Initially filed by adelton as https://fedorahosted.org/autoqa/ticket/220

Recently I've came across issue

​https://bugzilla.redhat.com/show_bug.cgi?id=628495

when daemons run as initrc_t.

In this case it was in spite of the fact that there was a SELinux policy module loaded, simply because the file context was pointing to a file that no longer existed in that rpm and which was no longer run during service startup.

I believe that with older Fedoras and with older versions of that package, the file context was actually correct and the daemons run confined.
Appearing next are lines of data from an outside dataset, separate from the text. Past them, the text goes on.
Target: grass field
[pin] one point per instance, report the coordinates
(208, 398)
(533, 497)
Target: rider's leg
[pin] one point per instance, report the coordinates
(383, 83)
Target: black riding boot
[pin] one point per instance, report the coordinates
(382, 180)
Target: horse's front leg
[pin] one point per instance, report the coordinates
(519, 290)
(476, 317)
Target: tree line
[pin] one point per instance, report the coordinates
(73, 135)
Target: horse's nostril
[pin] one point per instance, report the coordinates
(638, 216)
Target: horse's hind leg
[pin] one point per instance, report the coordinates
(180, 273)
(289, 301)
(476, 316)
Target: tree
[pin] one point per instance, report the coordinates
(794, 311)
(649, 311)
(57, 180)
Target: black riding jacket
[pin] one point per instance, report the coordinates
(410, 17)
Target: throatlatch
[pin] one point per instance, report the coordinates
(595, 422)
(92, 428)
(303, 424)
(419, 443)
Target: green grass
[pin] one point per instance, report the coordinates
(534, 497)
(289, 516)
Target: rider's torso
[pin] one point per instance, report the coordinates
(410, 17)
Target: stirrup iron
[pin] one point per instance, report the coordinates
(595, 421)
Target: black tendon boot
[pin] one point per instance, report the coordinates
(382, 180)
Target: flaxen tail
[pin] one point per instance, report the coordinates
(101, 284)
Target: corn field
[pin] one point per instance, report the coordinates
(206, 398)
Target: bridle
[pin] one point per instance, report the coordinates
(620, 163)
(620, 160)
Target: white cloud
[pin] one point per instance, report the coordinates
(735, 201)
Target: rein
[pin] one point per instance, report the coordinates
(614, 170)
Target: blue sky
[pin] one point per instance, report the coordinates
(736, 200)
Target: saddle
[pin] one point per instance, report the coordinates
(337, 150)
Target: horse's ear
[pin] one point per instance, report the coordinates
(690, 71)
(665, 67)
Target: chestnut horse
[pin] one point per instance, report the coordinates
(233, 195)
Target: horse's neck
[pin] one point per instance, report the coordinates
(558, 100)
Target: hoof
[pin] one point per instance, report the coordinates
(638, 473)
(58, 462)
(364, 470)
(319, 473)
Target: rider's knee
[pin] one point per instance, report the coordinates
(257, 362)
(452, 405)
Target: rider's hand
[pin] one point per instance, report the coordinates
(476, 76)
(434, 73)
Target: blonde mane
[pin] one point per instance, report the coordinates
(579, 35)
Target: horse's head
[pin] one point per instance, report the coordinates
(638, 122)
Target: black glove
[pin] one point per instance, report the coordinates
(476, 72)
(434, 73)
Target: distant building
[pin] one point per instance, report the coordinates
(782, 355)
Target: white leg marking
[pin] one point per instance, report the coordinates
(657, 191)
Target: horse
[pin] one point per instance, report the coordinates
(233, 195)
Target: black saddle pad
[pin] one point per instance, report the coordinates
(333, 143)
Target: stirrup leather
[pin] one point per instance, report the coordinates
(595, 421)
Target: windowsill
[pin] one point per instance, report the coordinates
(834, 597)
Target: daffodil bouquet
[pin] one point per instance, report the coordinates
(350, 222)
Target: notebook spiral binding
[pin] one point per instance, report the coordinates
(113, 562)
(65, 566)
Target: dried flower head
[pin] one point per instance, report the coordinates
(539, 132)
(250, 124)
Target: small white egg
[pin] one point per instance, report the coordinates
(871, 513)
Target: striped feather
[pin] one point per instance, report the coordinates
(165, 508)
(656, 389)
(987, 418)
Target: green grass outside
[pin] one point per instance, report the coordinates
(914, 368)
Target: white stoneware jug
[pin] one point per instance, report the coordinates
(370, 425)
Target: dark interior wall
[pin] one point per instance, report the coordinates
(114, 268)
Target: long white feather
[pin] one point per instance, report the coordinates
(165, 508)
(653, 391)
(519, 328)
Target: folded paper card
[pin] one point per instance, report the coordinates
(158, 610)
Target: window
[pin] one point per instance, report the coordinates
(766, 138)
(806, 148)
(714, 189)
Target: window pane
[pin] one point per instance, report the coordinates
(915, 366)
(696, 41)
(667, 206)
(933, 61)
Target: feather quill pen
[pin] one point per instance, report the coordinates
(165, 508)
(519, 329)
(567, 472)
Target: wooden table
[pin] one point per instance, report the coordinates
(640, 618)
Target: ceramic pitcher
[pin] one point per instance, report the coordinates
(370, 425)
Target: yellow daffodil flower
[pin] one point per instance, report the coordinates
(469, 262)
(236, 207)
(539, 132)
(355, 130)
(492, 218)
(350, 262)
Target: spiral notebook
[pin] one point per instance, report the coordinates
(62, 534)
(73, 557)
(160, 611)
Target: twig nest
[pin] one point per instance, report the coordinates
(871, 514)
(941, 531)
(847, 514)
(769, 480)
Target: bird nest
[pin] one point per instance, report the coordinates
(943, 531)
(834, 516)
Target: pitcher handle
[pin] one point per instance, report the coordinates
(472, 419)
So avoid any such regressions, it would be nice when doing some post-installation tests and starting services to also check the SELinux domain of the processes that are started by those services (ps Z).

Thanks, Jan

Comments:

jlaska: "Joza, is this something to consider with the initscripts tests?"
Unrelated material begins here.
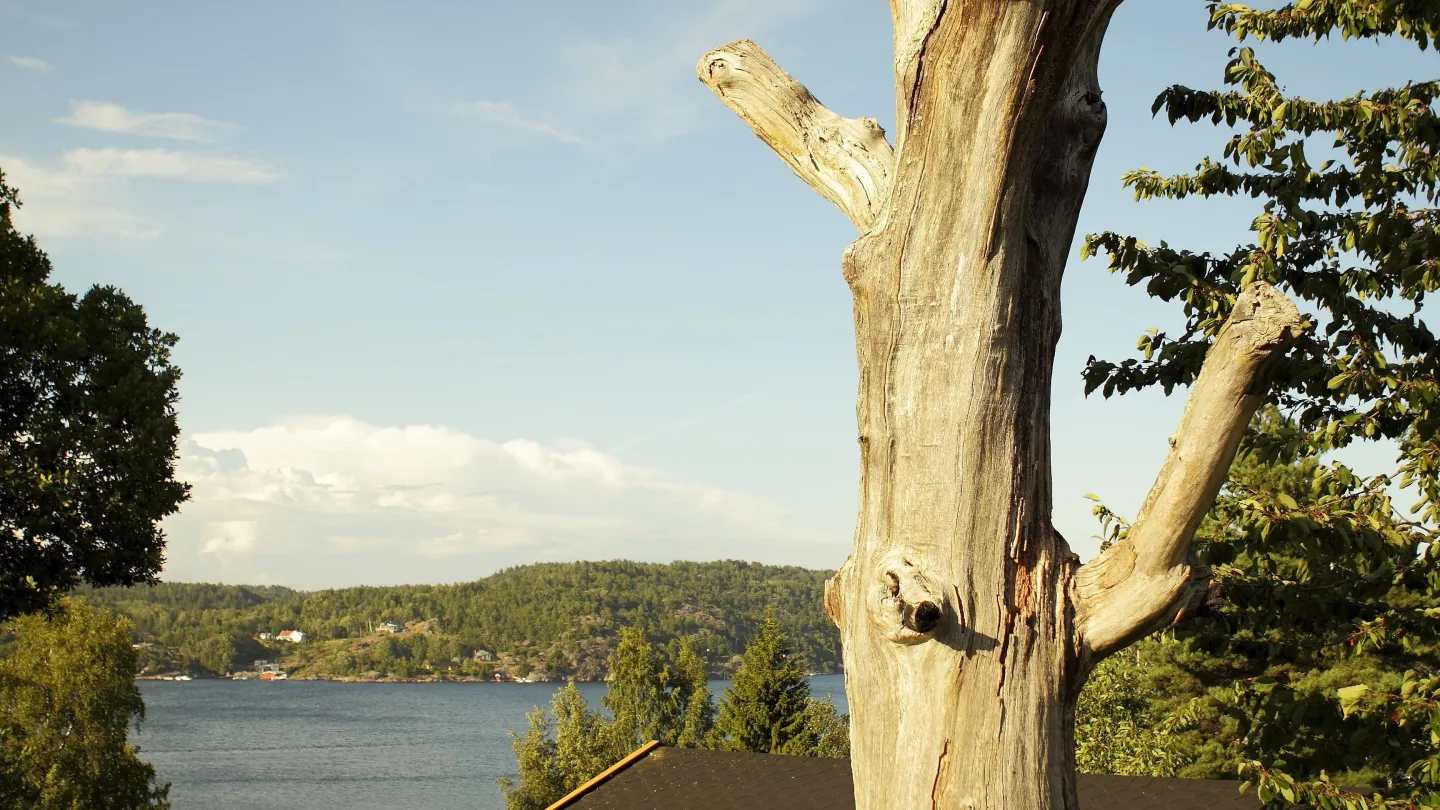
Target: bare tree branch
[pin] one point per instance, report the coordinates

jskladan: "not really sure, if the initscripts are the right place, but sure, it can be appended to the initscript tests. My concern is, though, how would we determine the correct type - is there some reference table? Is it the same in both Fedora & RHEL?

The main drawback i see in adding the test to initscripts is, that we'd need to add almost the same lines to a bunch of separate files - or maybe we could have it as a separate part of run_once - you know - the initscript test itself, and then the SElinux context test. But it still requires some mapping between $ServiceName? & $RequiredContext?"

adelton: "Just checking that whatever gets started does not end up being initrc_t would be enough."

Adam notes: we'd have to see how systemd changes this, and also whether we wanted to care about implementing the check as described for things that aren't converted from sysv yet.